This is not about Thomas Hardy's book, though I like that novel. I'm just using the title because I have always found this phrase so appealing. It gives me the feeling of remote solitariness and tranquility, away from the cacophony of urban environment.
This phrase always comes to mind every time we are headed to the countryside and I see all those farm houses and lake houses scattered throughout the boundless green fields of grass, grain crops and trees. They stand there at the far end of the fields, or in the middle, and alongside the lakes.
As I look at them, I try to imagine what kind of people live there, and how they spend their days. Are they aware of their delightful natural surroundings, and do they enjoy their beauty? Are they happy with their lives there? Don't they mind the distance that separates them from the glittery attractions of the city? Are they the ones referred to by Thomas Gray in these lines from Elegy Written in a Country Churchyard?

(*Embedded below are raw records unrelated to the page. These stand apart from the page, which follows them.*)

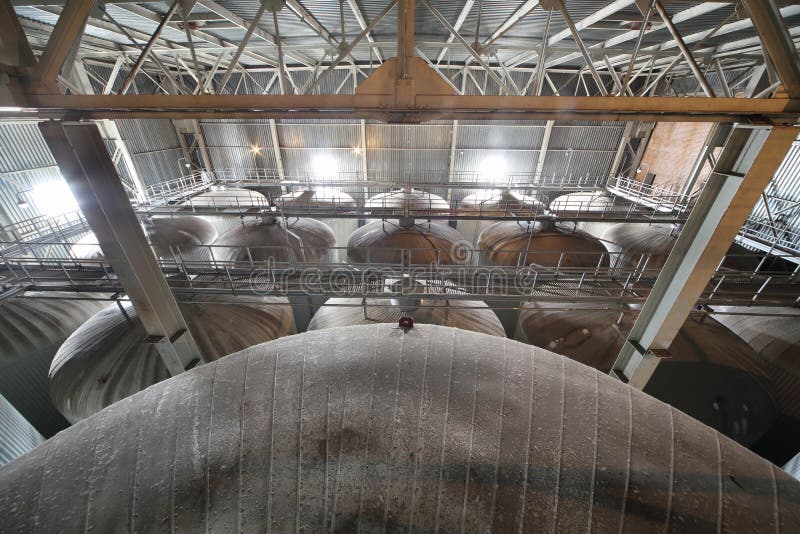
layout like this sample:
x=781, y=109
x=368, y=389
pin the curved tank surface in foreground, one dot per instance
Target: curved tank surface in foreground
x=370, y=428
x=109, y=358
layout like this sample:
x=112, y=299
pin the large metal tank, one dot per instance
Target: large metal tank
x=495, y=202
x=275, y=238
x=546, y=243
x=406, y=200
x=17, y=436
x=108, y=358
x=409, y=241
x=373, y=429
x=711, y=374
x=322, y=200
x=776, y=339
x=32, y=328
x=631, y=244
x=471, y=315
x=774, y=333
x=180, y=237
x=643, y=246
x=594, y=202
x=222, y=200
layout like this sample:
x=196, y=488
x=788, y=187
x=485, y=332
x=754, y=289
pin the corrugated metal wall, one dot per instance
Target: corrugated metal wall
x=17, y=436
x=154, y=147
x=784, y=192
x=25, y=163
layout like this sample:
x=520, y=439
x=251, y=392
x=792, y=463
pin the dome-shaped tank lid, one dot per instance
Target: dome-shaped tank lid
x=720, y=364
x=184, y=233
x=421, y=243
x=326, y=198
x=505, y=201
x=433, y=426
x=292, y=239
x=405, y=302
x=471, y=315
x=632, y=241
x=414, y=200
x=547, y=243
x=108, y=357
x=87, y=248
x=585, y=201
x=228, y=198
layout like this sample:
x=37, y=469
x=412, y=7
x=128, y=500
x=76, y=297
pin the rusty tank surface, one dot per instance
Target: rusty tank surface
x=711, y=374
x=373, y=429
x=546, y=243
x=421, y=243
x=108, y=357
x=276, y=238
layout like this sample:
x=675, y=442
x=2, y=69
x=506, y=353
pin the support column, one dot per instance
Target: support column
x=110, y=131
x=82, y=157
x=61, y=45
x=548, y=131
x=745, y=167
x=623, y=144
x=777, y=41
x=715, y=139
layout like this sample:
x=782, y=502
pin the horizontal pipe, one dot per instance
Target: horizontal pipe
x=428, y=107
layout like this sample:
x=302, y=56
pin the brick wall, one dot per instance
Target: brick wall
x=672, y=151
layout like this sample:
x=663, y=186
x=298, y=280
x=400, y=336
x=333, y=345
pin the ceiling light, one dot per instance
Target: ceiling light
x=493, y=169
x=324, y=166
x=53, y=198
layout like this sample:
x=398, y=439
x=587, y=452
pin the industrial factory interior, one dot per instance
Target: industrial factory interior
x=399, y=265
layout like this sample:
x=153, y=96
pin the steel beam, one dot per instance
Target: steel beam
x=696, y=70
x=426, y=107
x=777, y=41
x=82, y=157
x=745, y=167
x=110, y=131
x=67, y=32
x=14, y=47
x=548, y=131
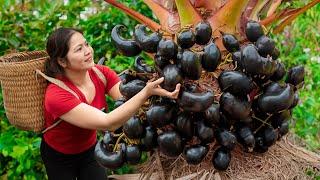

"Far from the madding crowd's ignoble strife,
Their sober wishes never learn'd to stray;
Along the cool sequester'd vale of life
Their sober wishes never learn'd to stray;
Along the cool sequester'd vale of life
They kept the noiseless tenour of their way."
As I see it, they may be far from the madding crowd, but they are not without advance technology. They have nice houses, cars, internet and other latest electronic gadgets, beautifully designed gardens and outdoor dining sets. It seems like those people living there are sophisticated, and yet they just love to be away from the noisy confusion of the city. They live in their own serene paradise, their kind of retreat that is far from the madding crowd.
Still, I wonder how they truly feel about living there. And I wonder how I personally feel if I live there. The stillness and the remoteness evoke in me a sense of enchantment.